Salari e potere d’acquisto, Draghi ora ha fretta di intervenire

(Adnkronos) – Non ci sono solo le fibrillazioni nella maggioranza, soprattutto in casa Cinquestelle, ci sono anche i tempi dell’economia, e di una situazione congiunturale che rischia di avvitarsi, a suggerire al governo e al premier Mario Draghi di
accelerare
sui
provvedimenti per sostenere i salari e proteggere il potere d’acquisto. Il premier lo dice più volte e con estrema chiarezza: “Le risposte si devono dare immediatamente”, non si può aspettare la legge di Bilancio perché sarebbe troppo tardi: “l’effetto della diminuzione del potere di acquisto non avrebbe mitigazione” e “ci sarebbe un effetto sui consumi, che sono la parte più importante della domanda”. 

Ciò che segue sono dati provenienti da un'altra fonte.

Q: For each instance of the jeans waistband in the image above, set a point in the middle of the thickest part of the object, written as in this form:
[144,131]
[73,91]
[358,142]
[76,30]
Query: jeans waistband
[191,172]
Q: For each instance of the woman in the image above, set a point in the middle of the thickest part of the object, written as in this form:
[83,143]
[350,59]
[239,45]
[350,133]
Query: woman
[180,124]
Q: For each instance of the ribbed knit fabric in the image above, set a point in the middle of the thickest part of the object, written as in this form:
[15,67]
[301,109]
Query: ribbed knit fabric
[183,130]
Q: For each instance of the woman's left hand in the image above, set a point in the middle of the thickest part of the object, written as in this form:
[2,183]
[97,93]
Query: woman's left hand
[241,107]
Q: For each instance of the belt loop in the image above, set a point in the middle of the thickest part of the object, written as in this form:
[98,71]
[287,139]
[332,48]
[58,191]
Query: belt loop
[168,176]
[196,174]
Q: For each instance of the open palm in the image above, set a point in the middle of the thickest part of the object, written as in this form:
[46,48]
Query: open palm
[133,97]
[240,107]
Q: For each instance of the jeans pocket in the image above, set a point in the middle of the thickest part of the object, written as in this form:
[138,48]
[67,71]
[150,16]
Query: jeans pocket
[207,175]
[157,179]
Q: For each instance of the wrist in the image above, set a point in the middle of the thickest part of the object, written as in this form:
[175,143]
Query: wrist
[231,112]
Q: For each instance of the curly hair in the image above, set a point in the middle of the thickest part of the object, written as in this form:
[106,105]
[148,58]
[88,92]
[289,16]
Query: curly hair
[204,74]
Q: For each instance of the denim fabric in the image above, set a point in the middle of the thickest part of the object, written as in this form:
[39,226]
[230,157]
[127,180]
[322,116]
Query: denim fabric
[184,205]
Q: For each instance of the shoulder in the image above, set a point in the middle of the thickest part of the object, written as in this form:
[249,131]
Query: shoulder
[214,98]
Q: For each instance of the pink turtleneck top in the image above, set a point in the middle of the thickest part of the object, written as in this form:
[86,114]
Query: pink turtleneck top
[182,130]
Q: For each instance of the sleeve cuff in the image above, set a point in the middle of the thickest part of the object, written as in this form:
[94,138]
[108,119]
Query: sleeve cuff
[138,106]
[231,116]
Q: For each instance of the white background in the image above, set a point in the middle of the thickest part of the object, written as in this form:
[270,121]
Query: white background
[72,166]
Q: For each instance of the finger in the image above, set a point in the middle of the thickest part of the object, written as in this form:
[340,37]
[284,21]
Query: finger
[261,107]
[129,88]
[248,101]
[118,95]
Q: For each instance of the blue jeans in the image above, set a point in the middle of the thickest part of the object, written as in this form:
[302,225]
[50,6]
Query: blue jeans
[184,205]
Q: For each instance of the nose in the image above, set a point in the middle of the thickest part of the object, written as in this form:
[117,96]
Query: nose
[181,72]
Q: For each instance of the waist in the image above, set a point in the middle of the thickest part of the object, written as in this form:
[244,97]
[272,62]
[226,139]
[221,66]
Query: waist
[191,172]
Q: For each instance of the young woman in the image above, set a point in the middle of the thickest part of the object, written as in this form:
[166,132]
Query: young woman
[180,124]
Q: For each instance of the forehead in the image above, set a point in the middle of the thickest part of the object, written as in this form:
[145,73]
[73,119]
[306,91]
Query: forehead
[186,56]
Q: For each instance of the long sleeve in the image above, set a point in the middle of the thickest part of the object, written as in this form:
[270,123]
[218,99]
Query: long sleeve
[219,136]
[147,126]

Il quadro è cambiato, anche solo rispetto a dieci giorni fa. E se il comportamento parlamentare del Movimento guidato da Giuseppe Conte è un tema sensibile per la tenuta del governo, la necessità di utilizzare le leve della politica economica per reagire alle difficoltà che aumentano è l’unica risposta possibile. “L’inflazione erode il potere di acquisto della famiglie. Dobbiamo intervenire per sostenere l’occupazione e affrontare disuguaglianze che in periodi di alta inflazione si aggravano. Difendere pensione e salari. Di qui nasce l’idea di questo incontro stamattina con i sindacati”, spiega Draghi, indicando anche il percorso che intende seguire: “Servono interventi strutturali. Gli interventi ad hoc servono quando è un fenomeno episodico, ma quando comincia a durare servono interventi strutturali per tutelare il potere d’acquisto delle famiglie. Sono interventi urgenti e strutturali. Molti saranno fatti in legge di bilancio ma altri saranno fatti prima”.  

Il premier, che da presidente della Bce ha sempre sostenuto la stessa linea, si sofferma anche sul rischio per definizione connesso alle misure che stimolano un aumento dei salari. “Quello che è importante è evitare che si inneschi una spirale di aumento prezzi-salari. A questo guarda la Bce e guardano tutte le Banche centrali. Ma nel nostro caso il costo del lavoro e’ molto basso, molto basso rispetto ad altri paesi europei”, evidenzia, assicurando che le misure a cui si sta pensando “sono tutte compatibili” con politiche anti-inflazionistiche. 

L’altro paletto è quello posto dal bilancio, perché non si vogliono fare interventi finanziati in deficit. Il sentiero è stretto. Sono necessarie “misure strutturali per incrementare il netto dei salari, occorre ridurre il carico fiscale a partire dai redditi più bassi, vogliamo intervenire in maniera decisa all’interno degli spazi della finanza pubblica”. E il tempo stringe, le misure servono subito e non a fine anno.  

Per questo Draghi è chirurgico quando parla del ruolo e del mandato del suo governo: “Con gli ultimatum non lavora, perde il suo senso di esistere. Se riesce a lavorare continua, se non riesce a lavorare non continua”. Il messaggio è chiaro, non c’è tempo per contrattare su misure di bandiera come se non ci fosse una guerra in corso, come se non ci fosse l’inflazione all’8% e come se il rischio di una nuova recessione non fosse una certezza in caso di stop alle forniture di gas russo. Serve il governo, serve la politica economica e serve una maggioranza in grado di sostenerla.